In 1990, Daniel and Florence Cathiard bought it after selling their multi-billion dollar wholesale business. They’ve taken the site to a whole different level, building a five-star resort that includes the best restaurant. For 28 years, one name has represented wines: Fabien Teitgen, Bordeaux wine legend, director, agronomist and wine expert in personal union. 53 years old, gray hair, black jacket with ponytail and skull buckle. He defines 2022 as a year in which man has to constantly fight the sun. His most important weapon: to do nothing! “We left the leaves on the vines, as usual, we didn’t cut anything. So we can sort of preserve the grapes.” What about the sun-seekers? Teitgen: “They didn’t take part in this race and were eliminated.”

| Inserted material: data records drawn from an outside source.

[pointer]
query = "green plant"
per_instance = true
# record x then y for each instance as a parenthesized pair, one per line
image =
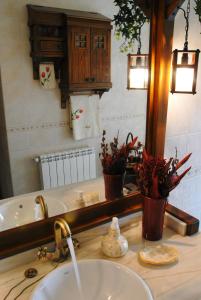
(128, 23)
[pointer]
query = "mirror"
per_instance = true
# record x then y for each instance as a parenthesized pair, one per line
(34, 124)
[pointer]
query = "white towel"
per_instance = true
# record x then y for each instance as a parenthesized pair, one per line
(84, 116)
(47, 76)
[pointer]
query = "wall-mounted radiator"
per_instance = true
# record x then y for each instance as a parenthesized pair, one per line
(62, 168)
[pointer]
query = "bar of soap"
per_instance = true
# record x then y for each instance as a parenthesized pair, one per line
(90, 198)
(159, 255)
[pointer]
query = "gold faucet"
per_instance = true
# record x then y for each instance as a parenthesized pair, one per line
(40, 200)
(61, 233)
(61, 251)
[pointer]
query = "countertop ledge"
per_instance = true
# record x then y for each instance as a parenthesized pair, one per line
(181, 281)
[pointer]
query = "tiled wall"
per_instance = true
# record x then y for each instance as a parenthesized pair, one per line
(5, 176)
(184, 125)
(34, 121)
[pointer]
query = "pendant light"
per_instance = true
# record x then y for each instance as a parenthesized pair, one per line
(185, 64)
(138, 73)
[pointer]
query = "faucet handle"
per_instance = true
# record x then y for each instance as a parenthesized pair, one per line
(45, 254)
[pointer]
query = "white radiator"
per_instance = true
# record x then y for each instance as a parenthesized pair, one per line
(62, 168)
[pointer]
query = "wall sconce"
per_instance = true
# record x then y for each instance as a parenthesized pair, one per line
(138, 72)
(185, 64)
(138, 69)
(184, 71)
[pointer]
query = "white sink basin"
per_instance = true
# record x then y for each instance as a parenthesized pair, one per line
(101, 280)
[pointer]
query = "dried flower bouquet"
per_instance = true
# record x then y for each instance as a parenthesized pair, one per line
(158, 176)
(114, 157)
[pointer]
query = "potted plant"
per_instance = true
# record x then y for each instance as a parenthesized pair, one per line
(128, 22)
(114, 159)
(156, 178)
(134, 160)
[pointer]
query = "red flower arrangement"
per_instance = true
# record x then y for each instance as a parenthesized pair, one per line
(113, 157)
(158, 176)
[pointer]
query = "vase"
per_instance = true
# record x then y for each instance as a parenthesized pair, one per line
(113, 186)
(153, 218)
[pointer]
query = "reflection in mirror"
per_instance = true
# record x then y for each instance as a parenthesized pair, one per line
(33, 124)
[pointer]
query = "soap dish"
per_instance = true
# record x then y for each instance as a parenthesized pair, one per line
(159, 255)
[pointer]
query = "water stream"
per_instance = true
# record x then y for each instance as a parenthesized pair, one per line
(76, 270)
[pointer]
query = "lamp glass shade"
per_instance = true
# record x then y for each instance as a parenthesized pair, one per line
(138, 72)
(184, 71)
(138, 78)
(184, 79)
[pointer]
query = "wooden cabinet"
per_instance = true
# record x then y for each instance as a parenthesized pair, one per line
(89, 57)
(79, 44)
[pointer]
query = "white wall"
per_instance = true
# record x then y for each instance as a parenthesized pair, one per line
(184, 125)
(34, 121)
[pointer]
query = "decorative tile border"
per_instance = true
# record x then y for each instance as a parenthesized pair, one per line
(123, 117)
(61, 124)
(39, 126)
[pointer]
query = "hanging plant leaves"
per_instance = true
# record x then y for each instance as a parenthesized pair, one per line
(198, 9)
(128, 23)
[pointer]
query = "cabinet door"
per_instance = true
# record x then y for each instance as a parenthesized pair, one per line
(79, 55)
(100, 55)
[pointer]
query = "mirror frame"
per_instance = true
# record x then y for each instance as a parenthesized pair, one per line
(35, 234)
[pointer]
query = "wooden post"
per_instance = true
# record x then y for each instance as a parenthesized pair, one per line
(161, 36)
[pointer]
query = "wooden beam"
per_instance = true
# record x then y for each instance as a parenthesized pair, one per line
(161, 36)
(172, 8)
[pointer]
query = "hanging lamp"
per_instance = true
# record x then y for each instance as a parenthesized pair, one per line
(185, 64)
(138, 69)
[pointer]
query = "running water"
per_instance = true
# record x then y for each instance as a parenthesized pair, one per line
(74, 261)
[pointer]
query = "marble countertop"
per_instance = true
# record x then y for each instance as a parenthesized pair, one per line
(180, 281)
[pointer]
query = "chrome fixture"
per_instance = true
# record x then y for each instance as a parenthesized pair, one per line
(40, 200)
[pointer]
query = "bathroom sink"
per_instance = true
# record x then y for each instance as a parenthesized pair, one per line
(100, 280)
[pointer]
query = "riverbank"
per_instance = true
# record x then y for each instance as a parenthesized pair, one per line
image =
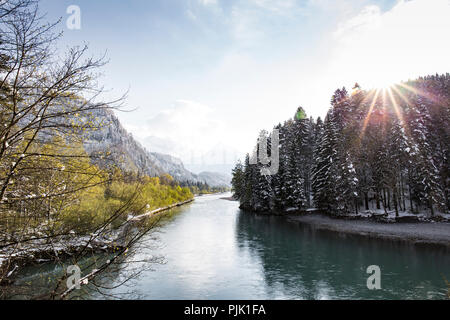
(37, 251)
(422, 233)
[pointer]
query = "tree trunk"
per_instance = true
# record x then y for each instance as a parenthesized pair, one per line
(366, 200)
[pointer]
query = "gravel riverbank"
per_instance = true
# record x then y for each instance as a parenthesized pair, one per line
(417, 233)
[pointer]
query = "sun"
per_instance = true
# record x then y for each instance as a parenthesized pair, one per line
(382, 82)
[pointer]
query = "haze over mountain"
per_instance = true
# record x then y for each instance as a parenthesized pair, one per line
(130, 155)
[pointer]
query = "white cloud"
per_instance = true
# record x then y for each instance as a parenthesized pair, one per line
(207, 2)
(408, 41)
(187, 130)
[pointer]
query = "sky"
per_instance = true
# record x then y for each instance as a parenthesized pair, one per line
(205, 76)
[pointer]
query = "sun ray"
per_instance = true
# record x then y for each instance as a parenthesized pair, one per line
(396, 107)
(400, 94)
(367, 118)
(419, 92)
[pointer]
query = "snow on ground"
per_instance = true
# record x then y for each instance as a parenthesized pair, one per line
(431, 233)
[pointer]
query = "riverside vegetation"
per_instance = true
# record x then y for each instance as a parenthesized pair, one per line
(58, 202)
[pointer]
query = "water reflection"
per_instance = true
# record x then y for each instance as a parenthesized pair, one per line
(213, 250)
(300, 262)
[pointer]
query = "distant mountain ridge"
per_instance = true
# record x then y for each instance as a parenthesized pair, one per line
(130, 155)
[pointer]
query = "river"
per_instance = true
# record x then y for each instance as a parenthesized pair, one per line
(213, 250)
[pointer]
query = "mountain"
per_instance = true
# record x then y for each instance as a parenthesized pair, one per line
(215, 179)
(130, 155)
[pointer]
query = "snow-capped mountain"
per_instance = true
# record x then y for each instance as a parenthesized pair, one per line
(130, 155)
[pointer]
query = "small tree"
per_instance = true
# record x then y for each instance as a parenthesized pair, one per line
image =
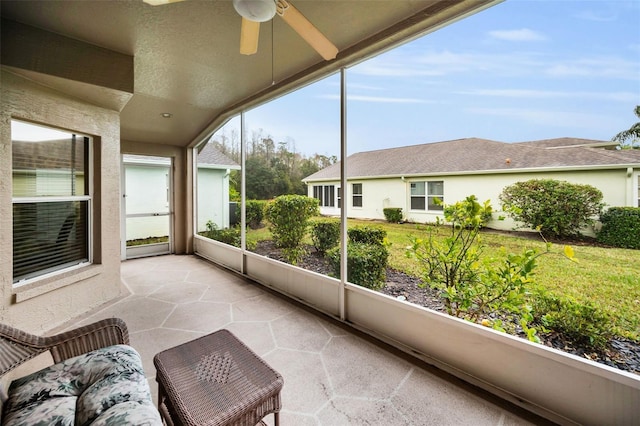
(288, 217)
(630, 138)
(555, 208)
(474, 288)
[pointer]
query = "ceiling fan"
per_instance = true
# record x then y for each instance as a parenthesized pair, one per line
(255, 11)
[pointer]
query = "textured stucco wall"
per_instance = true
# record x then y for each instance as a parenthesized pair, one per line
(47, 303)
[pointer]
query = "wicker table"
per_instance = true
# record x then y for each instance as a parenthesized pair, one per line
(216, 380)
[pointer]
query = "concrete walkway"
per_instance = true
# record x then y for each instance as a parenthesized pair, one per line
(332, 375)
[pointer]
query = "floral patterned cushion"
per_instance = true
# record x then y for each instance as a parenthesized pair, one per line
(103, 387)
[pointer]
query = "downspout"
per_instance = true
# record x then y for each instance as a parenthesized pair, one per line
(343, 184)
(630, 198)
(243, 193)
(406, 197)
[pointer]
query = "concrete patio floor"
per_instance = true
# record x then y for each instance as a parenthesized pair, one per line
(332, 374)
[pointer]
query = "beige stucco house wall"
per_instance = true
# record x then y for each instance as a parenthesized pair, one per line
(619, 187)
(47, 302)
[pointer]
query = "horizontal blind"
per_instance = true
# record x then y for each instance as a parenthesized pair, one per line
(48, 236)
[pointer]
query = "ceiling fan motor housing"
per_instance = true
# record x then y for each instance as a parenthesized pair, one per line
(255, 10)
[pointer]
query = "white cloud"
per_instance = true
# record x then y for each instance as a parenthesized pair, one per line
(523, 34)
(550, 94)
(443, 63)
(591, 15)
(378, 99)
(547, 118)
(604, 67)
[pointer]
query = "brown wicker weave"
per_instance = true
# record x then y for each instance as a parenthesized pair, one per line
(216, 380)
(17, 346)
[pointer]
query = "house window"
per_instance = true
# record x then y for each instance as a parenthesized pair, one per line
(424, 195)
(317, 193)
(325, 195)
(51, 200)
(357, 195)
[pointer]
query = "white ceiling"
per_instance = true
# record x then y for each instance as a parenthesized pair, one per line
(186, 58)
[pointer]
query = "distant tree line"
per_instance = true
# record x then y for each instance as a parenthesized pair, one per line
(272, 168)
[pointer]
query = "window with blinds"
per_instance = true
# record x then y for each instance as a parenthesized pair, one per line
(51, 200)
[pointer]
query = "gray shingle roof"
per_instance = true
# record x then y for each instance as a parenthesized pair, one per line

Teitgen likes to play with crisp, fresh and sometimes even slightly bitter tannins. “They give freshness to the wine. But this requires the best ripeness of the fruit.» Since it has such a material, it is also capable of fermenting a quarter-bundle full-bundle. “The brown stems go into the juice after being pressed. Not the green ones, or the wine would be undrinkable.”
These freshness cures have shown impressive results in recent years. And the newest vintage is already the best. Owner Florence Cathiard says during her in-flight visit to Blick’s private tasting: “Border readers always say the last baby is the best. We think so at Smith.
- Le Thil Comte Clary: 17.25/20
- Les Hauts de Smith Haut Lafitte: 17.75/20
- Le Petit Smith Haut Lafitte: 18/20
- Smith Haut Lafitte: Wonderfully complex nose, very fresh, slightly medicinal, spicy, tremendous depth, ethereal, creamy, soft, present tannins, lots of power, fills everything, top length. It has great potential, which is eventually supported by the return of tannins. Score: 19.5/20
- Les Hauts de Smith Haut Lafitte white: 18.25/20
- Le Petit Smith Haut Lafitte white: 18,5/20
- Smith Haut Lafitte white (90% Sauvignon Blanc, 5% each Sauvignon Gros and Sémillon): Crazy nose that has it all; Depth, power, extremely delicate, almost no acidity, minimal tannins, ethereal, mouth-filling, endless length, starting with beeswax, floral aromas, many fruit, citrus, apple and pineapple notes. What a white Smith! Score: 19.75/20
Source : Blick

I am Dawid Malan, a news reporter for 24 Instant News. I specialize in celebrity and entertainment news, writing stories that capture the attention of readers from all walks of life. My work has been featured in some of the world’s leading publications and I am passionate about delivering quality content to my readers.